There are certain types of contributions that appear easy to define, such as when the contributor makes known that the money should go toward the campaign. There appears to be no argument that those donations should be disclosed. More complicated are instances where the donor was solicited by an organization that didn’t expressly call for support or defeat of the ballot initiative but implied the purpose for making the contribution. The CFPD’s guidance cites U.S. Supreme Court precedent in stating there are types of solicitations that “can have no reasonable interpretation other than that money received as a result of the solicitation will be used to promote or defeat the ballot question.”
While the guidance states there isn’t a specific case that can be applied to the “outer bounds” that the CFPD might apply to the definition of a contribution to a ballot campaign, the guidance claims to be “relatively conservative” and supported by current case law.
Bopp said he finds the guidance anything but conservative: There is no way for officials at an association to know what campaign finance regulators are going to construe as an implied solicitation, he said.
“I would call it the opposite of a conservative approach,” Bopp added. “I think they’ve gone as broad as a campaign reformer’s most beautiful dream.”
The CFPD is trying to set rules at a time when the issue of disclosure in Minnesota and around the country is in a state of legal flux.
Politicians have been debating and lawyers have been arguing about disclosure of campaign donors since the 2010 Citizens United case, in which the U.S. Supreme Court ruled that laws prohibiting corporations from making campaign contributions are a violation of the First Amendment.
In the wake of Citizens United, Minnesota legislators passed legislation that was signed by Gov. Tim Pawlenty that enhanced disclosure requirements.
After the legislation passed, two conservative groups, the Taxpayers League of Minnesota and Minnesota Citizens Concerned for Life, challenged the disclosure requirements in federal court as unconstitutional. The plaintiff’s case was rejected by a three-judge panel of the U.S. Court of Appeals for the 8th Circuit. Oral arguments were heard in front of the en banc 8th Circuit on Sept. 21.

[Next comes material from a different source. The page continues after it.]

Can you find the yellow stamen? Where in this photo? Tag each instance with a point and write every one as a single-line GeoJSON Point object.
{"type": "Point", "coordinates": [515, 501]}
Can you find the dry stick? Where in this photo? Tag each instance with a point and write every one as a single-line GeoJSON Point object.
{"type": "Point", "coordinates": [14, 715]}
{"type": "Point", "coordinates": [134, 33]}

Even though the CFPD’s guidance document concerns ballot questions rather than elections for public office, Winkler, who authored the 2010 disclosure legislation, said that the roots of the board’s guidance are found in the post-Citizens United disclosure legislation.
“The language is different, but the intent is the same as in independent expenditures for candidates,” Winkler said. Spending for candidates and spending for ballot initiatives, he added, are both efforts to steer votes.

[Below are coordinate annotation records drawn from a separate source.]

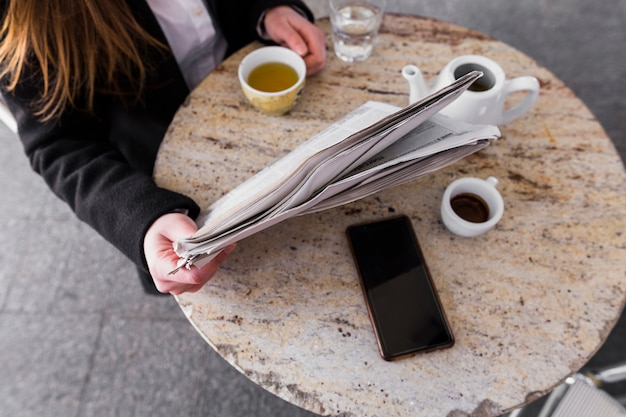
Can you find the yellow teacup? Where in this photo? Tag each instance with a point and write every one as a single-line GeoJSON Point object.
{"type": "Point", "coordinates": [282, 74]}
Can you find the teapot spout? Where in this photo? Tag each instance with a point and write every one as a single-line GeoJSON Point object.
{"type": "Point", "coordinates": [417, 84]}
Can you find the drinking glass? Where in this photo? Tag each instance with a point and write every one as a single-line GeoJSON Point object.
{"type": "Point", "coordinates": [355, 25]}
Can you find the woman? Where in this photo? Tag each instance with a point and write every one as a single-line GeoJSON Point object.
{"type": "Point", "coordinates": [94, 84]}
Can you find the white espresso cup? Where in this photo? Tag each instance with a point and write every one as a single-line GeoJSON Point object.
{"type": "Point", "coordinates": [272, 99]}
{"type": "Point", "coordinates": [471, 206]}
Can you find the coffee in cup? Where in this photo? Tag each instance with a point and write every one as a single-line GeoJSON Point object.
{"type": "Point", "coordinates": [471, 206]}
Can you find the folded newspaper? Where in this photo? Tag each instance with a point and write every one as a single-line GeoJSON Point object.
{"type": "Point", "coordinates": [347, 161]}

Bopp, who is representing the Minnesota plaintiffs in the pending case in the 8th Circuit, said the case against the 2010 disclosure law has no bearing on the issue of disclosure on ballot initiatives. Opponents of disclosure contend that ballot questions are different because the concerns of pay-for-play types of corruption aren’t a factor as they potentially are in races for public office.
The CFPD will meet on Tuesday to approve the guidelines, but even if they are modified further, it’s unlikely to put an end to the legal wrangling.
Anthony Sanders, an attorney at the Minnesota chapter of the libertarian law organization Institute for Justice, said he’s concerned that the guidance is an example of a byzantine system that poses a problem for small nonprofit organizations that lack the money to hire campaign finance attorneys.
“This is another example of the board, in its own eyes, trying to strike a balance between free speech and disclosure — when actually what it’s doing is making it harder for everyone to speak,” Sanders said.